The third chapter titled Talkin Black in this White Man’s World” Linguistic supremacy, linguistic equanimity, and the politics of languageis an attempt to ‘recognize the high degree of linguistic creativity and verbal virtuosity present in the HHN, and explain how Black American youth possess extraordinary, chameleon-like linguistic capabilities.

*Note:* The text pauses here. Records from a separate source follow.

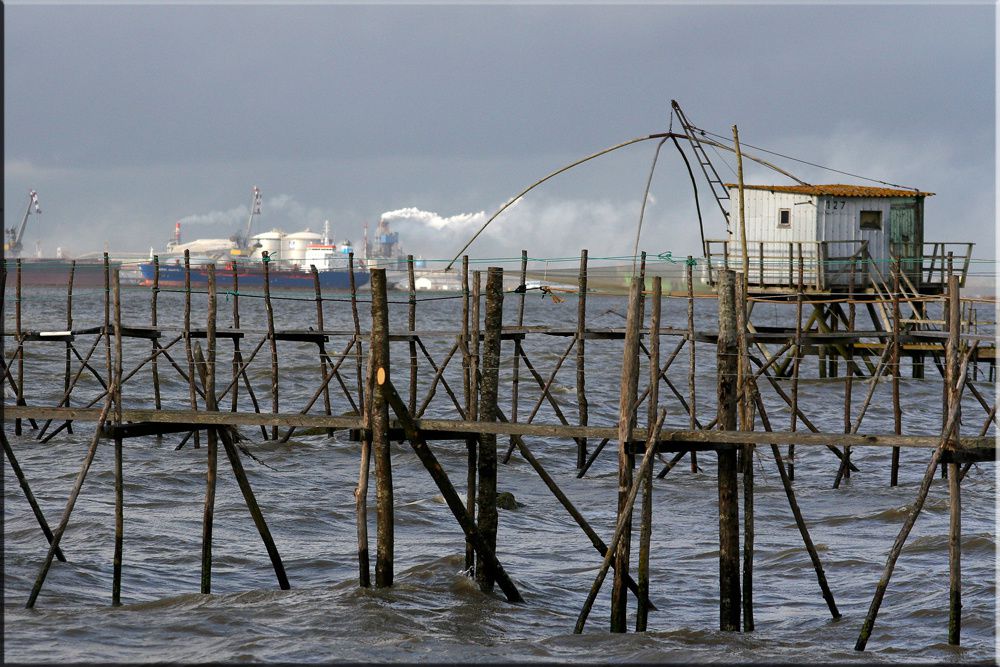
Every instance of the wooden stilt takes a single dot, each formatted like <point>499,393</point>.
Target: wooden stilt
<point>487,517</point>
<point>729,529</point>
<point>626,422</point>
<point>581,359</point>
<point>379,425</point>
<point>646,520</point>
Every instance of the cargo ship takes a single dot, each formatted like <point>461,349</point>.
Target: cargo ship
<point>48,271</point>
<point>288,257</point>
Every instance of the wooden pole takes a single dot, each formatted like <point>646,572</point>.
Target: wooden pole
<point>361,492</point>
<point>692,405</point>
<point>954,478</point>
<point>626,422</point>
<point>897,412</point>
<point>69,327</point>
<point>467,389</point>
<point>116,382</point>
<point>451,497</point>
<point>796,364</point>
<point>472,444</point>
<point>154,323</point>
<point>19,335</point>
<point>487,465</point>
<point>646,520</point>
<point>212,457</point>
<point>378,359</point>
<point>70,503</point>
<point>729,528</point>
<point>621,527</point>
<point>23,481</point>
<point>192,393</point>
<point>272,340</point>
<point>581,359</point>
<point>516,372</point>
<point>411,323</point>
<point>317,290</point>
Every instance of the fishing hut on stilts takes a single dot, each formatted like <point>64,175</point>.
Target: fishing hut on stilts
<point>831,249</point>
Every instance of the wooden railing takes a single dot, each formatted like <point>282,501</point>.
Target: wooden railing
<point>777,263</point>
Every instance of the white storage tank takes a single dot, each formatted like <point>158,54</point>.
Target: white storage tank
<point>294,246</point>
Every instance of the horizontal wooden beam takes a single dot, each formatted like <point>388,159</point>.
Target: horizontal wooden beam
<point>457,429</point>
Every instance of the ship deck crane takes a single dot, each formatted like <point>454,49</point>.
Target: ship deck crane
<point>14,235</point>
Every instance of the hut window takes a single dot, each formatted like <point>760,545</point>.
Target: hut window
<point>871,220</point>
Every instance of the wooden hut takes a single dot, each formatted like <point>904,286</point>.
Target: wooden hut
<point>829,229</point>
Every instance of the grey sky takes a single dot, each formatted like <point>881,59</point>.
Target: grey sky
<point>126,119</point>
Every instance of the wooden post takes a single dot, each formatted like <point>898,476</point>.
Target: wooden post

Chapter four goes deep into nuances of the language of the Hip-hop nation and the next chapter is an attempt to map the construction and development of street-conscious identity. Chapter six Every syllable of mine is an umbilical cord through time: Toward an analytical schema of Hip Hop poetics sums up the whole polemics of the book. It’s a linguistic and stylistic analysis of the pattern of discourse and rhyme in the Hip-Hop music to buttress the fact that Hip Hop has its own “innovative and inventive poets”as powerful as Chaucer and Shakespeare—or Langston Hughes and Sonia Sanchez. It is not a question of substituting one for the other, but including all as we seek to set afoot a new generation in the twenty-first century. The last chapter is the transcript of an interview with PharoaheMonch, aka Troy Donald Jamerson, the Afro-American rapper who is noted for his inventive and experimental stylistics inside the Hip-Hop Nation. A piece of PharoaheMonch’s conversation sums up the entire philosophy of Hip-Hop: “You know what? It’s not about hatin or bringin down other music.” Because without humorous music, or dance music, or fun music, or hardcore music, it’s no variety. And that’s what Hip Hop is based on. But we believe in a fairness. And in Black music, and in Hip Hop music, it needs to be a balance. Because a human, and common sense, should just be able to have a choice.A choice to be deep and choose.A choice to choose this brand of art or a time to be silly. It’s time for all of that. But our brand doesn’t get put out there, and we was just like, “Let’s bring it to the people.”
The Website of Stratford University introduces Samy Alim in the following words: H. Samy Alim is an Associate Professor in the Social Sciences, Humanities, and Interdisciplinary Policy Studies in Education (SHIPS) program faculty in Educational Linguistics and holds by courtesy appointments in Anthropology and Linguistics. His goal is to illuminate the relationships between language, race and ethnicity across a wide range of social, cultural and educational contexts. He has written You Know My Steez: An Ethnographic and Sociolinguistic Study of Styleshifting in a Black American Speech Community (Publication of the American Dialect Society) and Articulate While Black: Barack Obama, Language, and Race in the U.S. (co-authored with Geneva Smitherman). All his works have been listed in the website of the Stratford University http://www.stanford.edu/group/creal/cgi-bin/drupal/publications. Those who are interested in ethnicity, language, race and anthropology should not miss Samy Alim. And those who are interested in the language of Hip-Hop should not miss his Roc Mic Right.